A US state’s largest school system is removing the name of Confederate General Robert E. Lee from one of its high schools in favour of the late US Representative John Lewis.
The Fairfax County School Board in Virginia approved the change during a meeting.
A news release posted on the school district’s website says the new name will be effective for the 2020-21 school year.

A make-shift memorial near the home of John Lewis in Atlanta, Georgia

The board had already voted unanimously last month to remove Lee’s name.
It adopted John R. Lewis as the new name one day after numerous people spoke in favour of the change at a public hearing.
Other names under consideration included Barack Obama, Cesar Chavez, Mildred Loving, Central Springfield and Legacy.

The statue of Confederate General Robert E. Lee is the only Confederate monument left on on Monument Avenue in Richmond, Virginia

The change comes nearly three years after the school system removed the name of Confederate Gen.
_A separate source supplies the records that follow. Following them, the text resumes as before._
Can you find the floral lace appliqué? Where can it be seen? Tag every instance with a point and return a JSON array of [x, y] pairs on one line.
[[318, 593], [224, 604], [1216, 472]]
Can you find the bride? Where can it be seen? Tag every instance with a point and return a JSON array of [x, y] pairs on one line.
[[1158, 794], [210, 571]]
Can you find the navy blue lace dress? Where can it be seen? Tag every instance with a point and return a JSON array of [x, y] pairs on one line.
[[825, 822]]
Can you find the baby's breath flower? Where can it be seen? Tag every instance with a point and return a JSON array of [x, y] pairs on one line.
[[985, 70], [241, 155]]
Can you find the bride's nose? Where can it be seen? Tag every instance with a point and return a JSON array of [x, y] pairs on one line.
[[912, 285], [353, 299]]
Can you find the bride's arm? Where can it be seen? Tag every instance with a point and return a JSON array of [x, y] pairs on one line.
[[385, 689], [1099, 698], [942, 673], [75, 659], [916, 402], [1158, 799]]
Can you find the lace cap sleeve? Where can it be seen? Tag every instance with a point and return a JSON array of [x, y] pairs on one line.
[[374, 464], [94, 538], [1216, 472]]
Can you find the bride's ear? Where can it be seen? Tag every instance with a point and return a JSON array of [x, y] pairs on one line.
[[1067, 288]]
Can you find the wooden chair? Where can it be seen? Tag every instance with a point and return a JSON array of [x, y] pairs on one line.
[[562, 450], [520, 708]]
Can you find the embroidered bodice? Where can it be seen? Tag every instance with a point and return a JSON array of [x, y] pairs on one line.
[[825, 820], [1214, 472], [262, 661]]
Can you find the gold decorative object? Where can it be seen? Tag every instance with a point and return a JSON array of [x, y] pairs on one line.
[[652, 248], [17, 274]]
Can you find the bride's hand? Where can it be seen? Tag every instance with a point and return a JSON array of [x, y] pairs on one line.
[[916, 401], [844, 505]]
J.E.B. Stuart from another high school, renaming it Justice High.
School boards throughout the Virginia and across the South have been removing Confederate names from schools in the wake of protests over racial injustice.

Mr Lewis, a civil rights leader who represented a metro Atlanta district in Congress, died last week. His name was under consideration even before his death.
Meanwhile, a mostly white high school in northern Mississippi is retiring Confederates as the name of its sports teams.

Caledonia has used the mascot since 1957, and it is often abbreviated to Feds.
The Lowndes County school board voted to drop the name after local residents expressed concerns about the image it portrays.

The Confederates were the losing side in the American Civil War which was prompted by pro-slavery states’ attempts to secede from the Union which quelled the rebellion.